A Referral Directory to veteran service providers will also be posted both in the office and outside the office door. These services include the MCVS, located one block south of the Chapel; the Hope House homeless residence, located across the street to the north; and the VA Medical Center’s homeless facilities and veteran care services, located one-half mile south with transportation available. The directory will also list 24-hour homeless and veteran hot-lines as well as contact numbers for other Milwaukee area homeless and veteran aid providers.
The Soldiers Home Foundation staff operating the chapel during regular weekly hours, as well as on designated weekends, will act as intermediaries when needed to direct veterans and homeless veterans to services and agencies.
VA chaplains and counselors are also interested in using the Chapel as a retreat site and spiritual guidance center for the VA’s Treatment Alternative Group program (TAG)—for veterans living marginal lives, often in shelters, who have tried other formal treatment programs and have not met with success. “The Chapel could be a beacon for them in their recovery process, a place that is not directly connected to the Hospital, but provides spiritual guidance and healing,” says Milwaukee VA Program Manager of Pastoral Care Chaplain Norman Oswald, who serves as a liaison to the Soldiers Home Foundation’s Chapel Committee.

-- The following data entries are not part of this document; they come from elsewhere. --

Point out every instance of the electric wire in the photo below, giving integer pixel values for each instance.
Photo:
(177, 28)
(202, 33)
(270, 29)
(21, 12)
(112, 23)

He and VA chaplains are planning a complimentary Chapel program that could bridge these veterans into treatment in a non-threatening environment “that would nurture their inner self.”
Because of its location and spiritual atmosphere, the Chapel will also offer a natural partnership with its neighbor, Hope House, a HUD-funded program for homeless veterans, offering a site for Hope House presentations and programs such as AA meetings, group counseling, and welcoming sessions.
With VA chaplain direction, the Chapel will also function as a welcome site, with presentations and retreats, for returning OIF/OEF Veterans and their families, a way to guide these veterans into healing that helps them avoid homelessness or recover from it.
The VA Chaplains and the Soldiers Home Foundation also plan for the Chapel space to be utilized by VA- and veteran-associated recovery and 12-step programs, as a site available for regular meetings and retreats and day-long workshops. Again, veteran programs would have scheduling priority.
VA Chaplains also plan to establish a grief counseling program through Office 1 and Chapel space that is modeled off of the Wounded Warrior concept. Grief and loss counseling would include not only loss of family members through a death, but also the grief and loss that spring from job loss, loss of home and family, loss of dignity, loss of support systems, loss of identity, health crisis, financial set-backs, and lost relationships.
Additionally, the Foundation hopes to partner with the VA's therapeutic work programs to help with maintenance of the site and potentially helping with Chapel operation, as programs permit.
Building 16, a former chaplain’s residence, which is located behind (west of) the Chapel, can be used for additional office, referral center, meeting and Chapel programming space. In addition, historic exhibits could also be displayed here. The Foundation is also planning a memorial garden space and handicap accessibility to the grounds and building(s).
The Cemetery Roundhouse, located north of the Chapel in Wood National Cemetery (a structure for which the Foundation has already obtained a lease from the National Cemetery Administration and is not part of the proposed Chapel lease from the VA), is being restored by the Foundation in compliment to the Chapel project for an historic display about Wood National Cemetery and veterans buried there. Tours of the Roundhouse could originate from the Chapel.